И невероятно звездные ночи. Зимний воздух особенно прозрачен. Если выбраться из города, чтобы не мешала засветка, звездное небо окружает со всех сторон. И никакие фантомы не помешают — ну их к черту.
Интересно, кстати, почему фантомы приходят по ночам? Правда, он до сих пор сталкивался только с одним. Какая, в принципе, разница — что за время суток. Если это какое-то общее информационное поле, что такое для него день, ночь… А у Таньки, может, такая особенность. Мало ли, видать, совой она была… при жизни. А вообще очень интересно. Все легенды говорят, что привидения приходят в полночь. Может, спросить у нее?
Желание возникло внезапно и было таким сильным, что Дан решил не откладывать.
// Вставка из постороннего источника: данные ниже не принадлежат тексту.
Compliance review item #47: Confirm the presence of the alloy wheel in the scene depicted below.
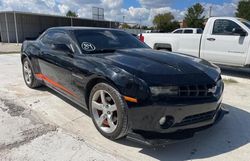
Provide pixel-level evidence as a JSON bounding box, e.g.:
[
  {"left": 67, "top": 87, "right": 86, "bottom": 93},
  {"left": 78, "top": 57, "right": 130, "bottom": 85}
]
[
  {"left": 91, "top": 90, "right": 118, "bottom": 133},
  {"left": 23, "top": 61, "right": 32, "bottom": 85}
]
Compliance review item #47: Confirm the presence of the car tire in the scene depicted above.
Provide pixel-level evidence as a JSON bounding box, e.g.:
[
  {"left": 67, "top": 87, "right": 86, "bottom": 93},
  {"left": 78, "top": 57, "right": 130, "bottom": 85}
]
[
  {"left": 89, "top": 82, "right": 129, "bottom": 140},
  {"left": 22, "top": 58, "right": 42, "bottom": 88}
]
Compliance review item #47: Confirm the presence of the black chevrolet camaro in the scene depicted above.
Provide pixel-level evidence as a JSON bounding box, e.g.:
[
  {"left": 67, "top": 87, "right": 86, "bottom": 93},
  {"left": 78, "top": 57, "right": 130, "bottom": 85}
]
[{"left": 21, "top": 27, "right": 227, "bottom": 141}]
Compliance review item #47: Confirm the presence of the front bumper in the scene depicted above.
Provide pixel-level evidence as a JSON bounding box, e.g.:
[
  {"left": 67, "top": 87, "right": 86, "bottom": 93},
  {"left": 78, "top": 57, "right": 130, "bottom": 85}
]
[
  {"left": 126, "top": 106, "right": 228, "bottom": 146},
  {"left": 127, "top": 96, "right": 225, "bottom": 134}
]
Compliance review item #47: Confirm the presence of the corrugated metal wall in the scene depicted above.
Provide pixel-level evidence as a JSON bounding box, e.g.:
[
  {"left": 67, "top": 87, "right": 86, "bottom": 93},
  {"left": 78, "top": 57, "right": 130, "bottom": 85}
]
[{"left": 0, "top": 12, "right": 118, "bottom": 43}]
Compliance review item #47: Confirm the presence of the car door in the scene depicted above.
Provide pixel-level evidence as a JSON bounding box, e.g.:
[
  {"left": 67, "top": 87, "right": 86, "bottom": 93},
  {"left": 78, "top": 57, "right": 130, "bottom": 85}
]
[
  {"left": 38, "top": 30, "right": 79, "bottom": 101},
  {"left": 201, "top": 19, "right": 250, "bottom": 66}
]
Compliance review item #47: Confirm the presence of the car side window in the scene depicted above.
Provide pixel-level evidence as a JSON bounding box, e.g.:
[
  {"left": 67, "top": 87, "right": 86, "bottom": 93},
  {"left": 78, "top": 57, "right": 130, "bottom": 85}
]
[
  {"left": 51, "top": 32, "right": 71, "bottom": 46},
  {"left": 40, "top": 32, "right": 54, "bottom": 46},
  {"left": 174, "top": 30, "right": 183, "bottom": 33},
  {"left": 184, "top": 30, "right": 193, "bottom": 34},
  {"left": 40, "top": 31, "right": 71, "bottom": 48},
  {"left": 213, "top": 19, "right": 243, "bottom": 35}
]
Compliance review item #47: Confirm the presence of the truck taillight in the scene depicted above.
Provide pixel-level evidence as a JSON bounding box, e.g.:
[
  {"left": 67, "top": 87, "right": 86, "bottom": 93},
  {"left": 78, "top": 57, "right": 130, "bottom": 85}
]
[{"left": 139, "top": 34, "right": 144, "bottom": 42}]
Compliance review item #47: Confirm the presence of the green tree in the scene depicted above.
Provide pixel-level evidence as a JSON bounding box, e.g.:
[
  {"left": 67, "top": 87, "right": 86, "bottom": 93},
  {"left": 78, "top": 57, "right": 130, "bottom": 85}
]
[
  {"left": 131, "top": 24, "right": 140, "bottom": 29},
  {"left": 236, "top": 0, "right": 250, "bottom": 20},
  {"left": 121, "top": 23, "right": 131, "bottom": 29},
  {"left": 184, "top": 3, "right": 205, "bottom": 28},
  {"left": 148, "top": 26, "right": 155, "bottom": 30},
  {"left": 66, "top": 10, "right": 78, "bottom": 17},
  {"left": 169, "top": 21, "right": 180, "bottom": 31},
  {"left": 153, "top": 12, "right": 179, "bottom": 32},
  {"left": 141, "top": 26, "right": 149, "bottom": 30}
]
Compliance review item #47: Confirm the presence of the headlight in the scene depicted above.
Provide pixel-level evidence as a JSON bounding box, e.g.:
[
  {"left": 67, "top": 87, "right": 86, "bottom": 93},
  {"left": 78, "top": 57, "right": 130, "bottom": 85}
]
[
  {"left": 217, "top": 79, "right": 223, "bottom": 88},
  {"left": 208, "top": 79, "right": 223, "bottom": 97},
  {"left": 215, "top": 79, "right": 223, "bottom": 96},
  {"left": 150, "top": 86, "right": 179, "bottom": 96}
]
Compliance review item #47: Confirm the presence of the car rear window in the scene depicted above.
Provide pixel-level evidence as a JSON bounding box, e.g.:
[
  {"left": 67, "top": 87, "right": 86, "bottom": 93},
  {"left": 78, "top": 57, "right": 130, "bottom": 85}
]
[
  {"left": 197, "top": 29, "right": 203, "bottom": 34},
  {"left": 74, "top": 29, "right": 148, "bottom": 53}
]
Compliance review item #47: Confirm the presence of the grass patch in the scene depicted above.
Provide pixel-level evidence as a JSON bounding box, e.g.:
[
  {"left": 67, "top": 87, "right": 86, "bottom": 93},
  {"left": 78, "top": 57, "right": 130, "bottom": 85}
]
[{"left": 223, "top": 78, "right": 238, "bottom": 84}]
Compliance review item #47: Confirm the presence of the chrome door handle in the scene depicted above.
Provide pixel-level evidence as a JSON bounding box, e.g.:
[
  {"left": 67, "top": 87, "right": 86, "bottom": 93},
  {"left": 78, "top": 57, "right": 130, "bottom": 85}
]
[{"left": 207, "top": 38, "right": 216, "bottom": 41}]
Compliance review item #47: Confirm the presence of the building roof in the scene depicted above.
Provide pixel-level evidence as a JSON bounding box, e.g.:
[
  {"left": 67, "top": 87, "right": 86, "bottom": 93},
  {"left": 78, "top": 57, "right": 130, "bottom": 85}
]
[{"left": 0, "top": 11, "right": 114, "bottom": 23}]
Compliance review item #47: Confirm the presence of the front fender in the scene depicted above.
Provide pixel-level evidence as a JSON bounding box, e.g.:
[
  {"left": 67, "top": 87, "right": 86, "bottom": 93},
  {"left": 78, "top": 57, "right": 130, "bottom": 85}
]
[
  {"left": 74, "top": 55, "right": 150, "bottom": 103},
  {"left": 98, "top": 66, "right": 137, "bottom": 97},
  {"left": 85, "top": 64, "right": 150, "bottom": 101},
  {"left": 105, "top": 66, "right": 150, "bottom": 101}
]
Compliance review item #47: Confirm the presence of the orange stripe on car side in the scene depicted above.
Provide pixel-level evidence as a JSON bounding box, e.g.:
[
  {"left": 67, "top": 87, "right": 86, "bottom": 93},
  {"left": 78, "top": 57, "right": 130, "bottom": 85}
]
[
  {"left": 36, "top": 73, "right": 78, "bottom": 98},
  {"left": 124, "top": 96, "right": 138, "bottom": 103}
]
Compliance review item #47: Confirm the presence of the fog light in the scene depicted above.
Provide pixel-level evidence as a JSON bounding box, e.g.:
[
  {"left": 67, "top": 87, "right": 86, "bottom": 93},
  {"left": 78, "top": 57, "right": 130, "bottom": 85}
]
[
  {"left": 159, "top": 116, "right": 174, "bottom": 129},
  {"left": 159, "top": 117, "right": 166, "bottom": 125}
]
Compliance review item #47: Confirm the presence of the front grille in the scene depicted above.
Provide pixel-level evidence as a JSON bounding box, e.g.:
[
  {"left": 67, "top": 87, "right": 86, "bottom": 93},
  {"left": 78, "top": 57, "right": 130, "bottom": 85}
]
[
  {"left": 178, "top": 84, "right": 216, "bottom": 97},
  {"left": 173, "top": 110, "right": 217, "bottom": 127},
  {"left": 151, "top": 80, "right": 223, "bottom": 102}
]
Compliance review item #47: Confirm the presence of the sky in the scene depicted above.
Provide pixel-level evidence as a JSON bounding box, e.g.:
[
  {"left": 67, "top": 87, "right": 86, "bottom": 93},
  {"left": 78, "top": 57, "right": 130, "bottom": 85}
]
[{"left": 0, "top": 0, "right": 239, "bottom": 26}]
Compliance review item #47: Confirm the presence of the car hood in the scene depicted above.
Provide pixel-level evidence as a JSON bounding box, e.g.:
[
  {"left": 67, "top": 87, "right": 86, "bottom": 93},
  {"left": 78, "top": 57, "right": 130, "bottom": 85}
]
[{"left": 92, "top": 48, "right": 221, "bottom": 86}]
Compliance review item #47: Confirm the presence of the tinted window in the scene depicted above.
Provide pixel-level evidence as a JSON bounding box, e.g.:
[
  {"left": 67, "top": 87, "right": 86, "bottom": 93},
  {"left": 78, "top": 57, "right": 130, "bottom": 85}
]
[
  {"left": 197, "top": 29, "right": 203, "bottom": 34},
  {"left": 40, "top": 32, "right": 54, "bottom": 46},
  {"left": 184, "top": 29, "right": 193, "bottom": 34},
  {"left": 173, "top": 30, "right": 183, "bottom": 33},
  {"left": 213, "top": 19, "right": 243, "bottom": 35},
  {"left": 240, "top": 19, "right": 250, "bottom": 29},
  {"left": 74, "top": 30, "right": 148, "bottom": 53},
  {"left": 41, "top": 31, "right": 71, "bottom": 47},
  {"left": 52, "top": 32, "right": 71, "bottom": 45}
]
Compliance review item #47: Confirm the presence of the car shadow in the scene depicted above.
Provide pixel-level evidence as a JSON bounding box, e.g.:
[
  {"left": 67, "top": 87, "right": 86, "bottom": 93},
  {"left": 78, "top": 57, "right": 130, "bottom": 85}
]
[
  {"left": 34, "top": 86, "right": 90, "bottom": 116},
  {"left": 220, "top": 65, "right": 250, "bottom": 79},
  {"left": 35, "top": 87, "right": 250, "bottom": 160},
  {"left": 117, "top": 104, "right": 250, "bottom": 160}
]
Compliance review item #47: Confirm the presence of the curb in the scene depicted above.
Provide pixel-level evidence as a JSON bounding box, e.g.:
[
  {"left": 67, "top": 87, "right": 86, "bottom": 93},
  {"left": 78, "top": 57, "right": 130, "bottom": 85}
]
[{"left": 0, "top": 52, "right": 20, "bottom": 54}]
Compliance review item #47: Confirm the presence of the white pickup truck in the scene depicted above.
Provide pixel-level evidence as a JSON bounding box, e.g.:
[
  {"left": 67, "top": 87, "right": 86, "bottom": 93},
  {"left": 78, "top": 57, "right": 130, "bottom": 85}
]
[{"left": 141, "top": 17, "right": 250, "bottom": 67}]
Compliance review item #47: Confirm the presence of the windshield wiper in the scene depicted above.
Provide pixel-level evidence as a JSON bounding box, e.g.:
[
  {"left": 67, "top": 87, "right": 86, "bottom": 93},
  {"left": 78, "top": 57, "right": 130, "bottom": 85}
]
[{"left": 87, "top": 48, "right": 117, "bottom": 54}]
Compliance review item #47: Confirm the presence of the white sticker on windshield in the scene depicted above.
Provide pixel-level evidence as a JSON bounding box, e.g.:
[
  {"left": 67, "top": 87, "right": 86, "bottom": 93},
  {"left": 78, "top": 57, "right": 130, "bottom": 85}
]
[{"left": 81, "top": 42, "right": 96, "bottom": 51}]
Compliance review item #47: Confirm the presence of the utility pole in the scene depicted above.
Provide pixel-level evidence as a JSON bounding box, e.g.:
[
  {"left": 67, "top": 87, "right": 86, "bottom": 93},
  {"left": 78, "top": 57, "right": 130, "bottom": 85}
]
[
  {"left": 139, "top": 16, "right": 142, "bottom": 34},
  {"left": 209, "top": 6, "right": 212, "bottom": 17},
  {"left": 122, "top": 15, "right": 125, "bottom": 30},
  {"left": 123, "top": 15, "right": 125, "bottom": 24}
]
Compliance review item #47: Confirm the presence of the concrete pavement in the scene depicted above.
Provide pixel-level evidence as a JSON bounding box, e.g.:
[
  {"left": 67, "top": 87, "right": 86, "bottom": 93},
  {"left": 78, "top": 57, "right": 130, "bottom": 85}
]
[{"left": 0, "top": 43, "right": 21, "bottom": 54}]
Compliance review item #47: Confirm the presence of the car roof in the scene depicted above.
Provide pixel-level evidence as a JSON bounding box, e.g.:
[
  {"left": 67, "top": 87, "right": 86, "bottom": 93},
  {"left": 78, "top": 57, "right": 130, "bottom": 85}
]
[{"left": 208, "top": 17, "right": 240, "bottom": 22}]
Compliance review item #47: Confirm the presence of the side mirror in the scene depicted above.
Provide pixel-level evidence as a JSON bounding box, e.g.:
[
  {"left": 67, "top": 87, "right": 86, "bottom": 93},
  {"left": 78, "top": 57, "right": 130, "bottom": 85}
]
[
  {"left": 232, "top": 28, "right": 247, "bottom": 36},
  {"left": 52, "top": 43, "right": 73, "bottom": 54}
]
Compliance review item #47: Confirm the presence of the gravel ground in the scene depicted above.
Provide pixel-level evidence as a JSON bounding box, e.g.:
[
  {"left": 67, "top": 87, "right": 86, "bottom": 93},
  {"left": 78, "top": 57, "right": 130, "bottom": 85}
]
[{"left": 0, "top": 54, "right": 250, "bottom": 161}]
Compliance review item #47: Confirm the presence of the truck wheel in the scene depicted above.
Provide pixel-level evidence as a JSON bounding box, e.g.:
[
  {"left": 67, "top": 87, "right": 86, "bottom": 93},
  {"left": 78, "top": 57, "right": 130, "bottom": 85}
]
[
  {"left": 159, "top": 48, "right": 171, "bottom": 52},
  {"left": 154, "top": 43, "right": 172, "bottom": 52},
  {"left": 89, "top": 83, "right": 129, "bottom": 140}
]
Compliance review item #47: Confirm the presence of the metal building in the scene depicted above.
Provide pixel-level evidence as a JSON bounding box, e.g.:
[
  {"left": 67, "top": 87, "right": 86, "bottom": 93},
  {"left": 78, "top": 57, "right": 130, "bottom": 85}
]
[{"left": 0, "top": 11, "right": 119, "bottom": 43}]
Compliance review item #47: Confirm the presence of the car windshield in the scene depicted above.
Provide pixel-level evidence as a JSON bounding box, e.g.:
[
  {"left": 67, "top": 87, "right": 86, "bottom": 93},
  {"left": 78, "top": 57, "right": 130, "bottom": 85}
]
[
  {"left": 239, "top": 19, "right": 250, "bottom": 29},
  {"left": 74, "top": 29, "right": 148, "bottom": 53}
]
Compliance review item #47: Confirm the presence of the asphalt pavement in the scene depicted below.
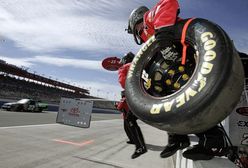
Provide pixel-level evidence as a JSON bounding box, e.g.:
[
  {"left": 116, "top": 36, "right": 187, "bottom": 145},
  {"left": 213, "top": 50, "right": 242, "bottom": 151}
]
[{"left": 0, "top": 109, "right": 174, "bottom": 168}]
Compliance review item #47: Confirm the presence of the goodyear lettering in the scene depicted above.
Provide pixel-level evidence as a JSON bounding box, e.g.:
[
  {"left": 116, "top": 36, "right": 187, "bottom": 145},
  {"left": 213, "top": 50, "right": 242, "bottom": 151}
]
[
  {"left": 196, "top": 73, "right": 206, "bottom": 92},
  {"left": 204, "top": 50, "right": 216, "bottom": 62},
  {"left": 201, "top": 62, "right": 213, "bottom": 75},
  {"left": 185, "top": 87, "right": 198, "bottom": 101},
  {"left": 128, "top": 52, "right": 140, "bottom": 79},
  {"left": 201, "top": 32, "right": 213, "bottom": 43},
  {"left": 142, "top": 43, "right": 149, "bottom": 51},
  {"left": 176, "top": 93, "right": 185, "bottom": 108},
  {"left": 204, "top": 40, "right": 216, "bottom": 50},
  {"left": 163, "top": 99, "right": 175, "bottom": 112},
  {"left": 150, "top": 31, "right": 217, "bottom": 114},
  {"left": 150, "top": 104, "right": 163, "bottom": 114}
]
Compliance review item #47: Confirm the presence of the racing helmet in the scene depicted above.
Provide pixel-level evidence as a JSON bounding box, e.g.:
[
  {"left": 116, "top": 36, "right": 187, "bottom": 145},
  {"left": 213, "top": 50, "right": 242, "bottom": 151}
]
[{"left": 127, "top": 6, "right": 149, "bottom": 45}]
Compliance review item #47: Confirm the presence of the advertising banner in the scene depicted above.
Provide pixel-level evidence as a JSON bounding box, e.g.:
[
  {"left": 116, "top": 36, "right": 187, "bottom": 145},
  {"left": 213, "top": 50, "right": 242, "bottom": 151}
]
[
  {"left": 229, "top": 90, "right": 248, "bottom": 147},
  {"left": 56, "top": 98, "right": 93, "bottom": 128}
]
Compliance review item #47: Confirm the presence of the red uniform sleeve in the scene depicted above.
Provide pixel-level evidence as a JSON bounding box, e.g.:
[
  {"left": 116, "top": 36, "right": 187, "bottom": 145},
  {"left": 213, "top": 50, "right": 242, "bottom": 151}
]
[
  {"left": 153, "top": 0, "right": 179, "bottom": 29},
  {"left": 142, "top": 0, "right": 179, "bottom": 41},
  {"left": 118, "top": 63, "right": 131, "bottom": 89}
]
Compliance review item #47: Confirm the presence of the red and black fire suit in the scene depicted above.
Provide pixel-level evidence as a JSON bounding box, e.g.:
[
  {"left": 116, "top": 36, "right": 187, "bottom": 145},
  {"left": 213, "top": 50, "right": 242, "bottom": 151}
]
[
  {"left": 139, "top": 0, "right": 227, "bottom": 154},
  {"left": 141, "top": 0, "right": 180, "bottom": 40},
  {"left": 117, "top": 63, "right": 146, "bottom": 150}
]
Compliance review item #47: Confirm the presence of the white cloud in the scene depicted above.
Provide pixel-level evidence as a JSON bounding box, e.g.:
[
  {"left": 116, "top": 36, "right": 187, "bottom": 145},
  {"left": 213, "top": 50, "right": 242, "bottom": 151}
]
[
  {"left": 61, "top": 78, "right": 122, "bottom": 101},
  {"left": 32, "top": 55, "right": 103, "bottom": 70},
  {"left": 0, "top": 0, "right": 141, "bottom": 53},
  {"left": 0, "top": 55, "right": 107, "bottom": 71},
  {"left": 0, "top": 55, "right": 34, "bottom": 67}
]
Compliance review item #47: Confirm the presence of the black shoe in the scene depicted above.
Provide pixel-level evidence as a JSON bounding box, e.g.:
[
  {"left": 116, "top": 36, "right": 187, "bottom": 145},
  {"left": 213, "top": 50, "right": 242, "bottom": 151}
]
[
  {"left": 126, "top": 141, "right": 135, "bottom": 144},
  {"left": 183, "top": 145, "right": 214, "bottom": 160},
  {"left": 182, "top": 145, "right": 229, "bottom": 161},
  {"left": 160, "top": 141, "right": 190, "bottom": 158},
  {"left": 131, "top": 147, "right": 147, "bottom": 159}
]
Он вскочил, подошел к двери, выглянул — никого. Зажмурился, вспоминая прошлые ощущения: сначала беспокойство, почти паническая тревога, затем чувство, что ладони щекочут изнутри, — и пальцы, которые это делают, становятся все холоднее. Когда он осознал, что все это происходит не в его воображении, а на самом деле, и испугался, — было поздно. Пальцы обожгло морозом, а откуда-то из-за спины сказали:
— Ого.
Дан резко обернулся — заныл порез под рубашкой. Танька по привычке сидела на подоконнике и качала ногой.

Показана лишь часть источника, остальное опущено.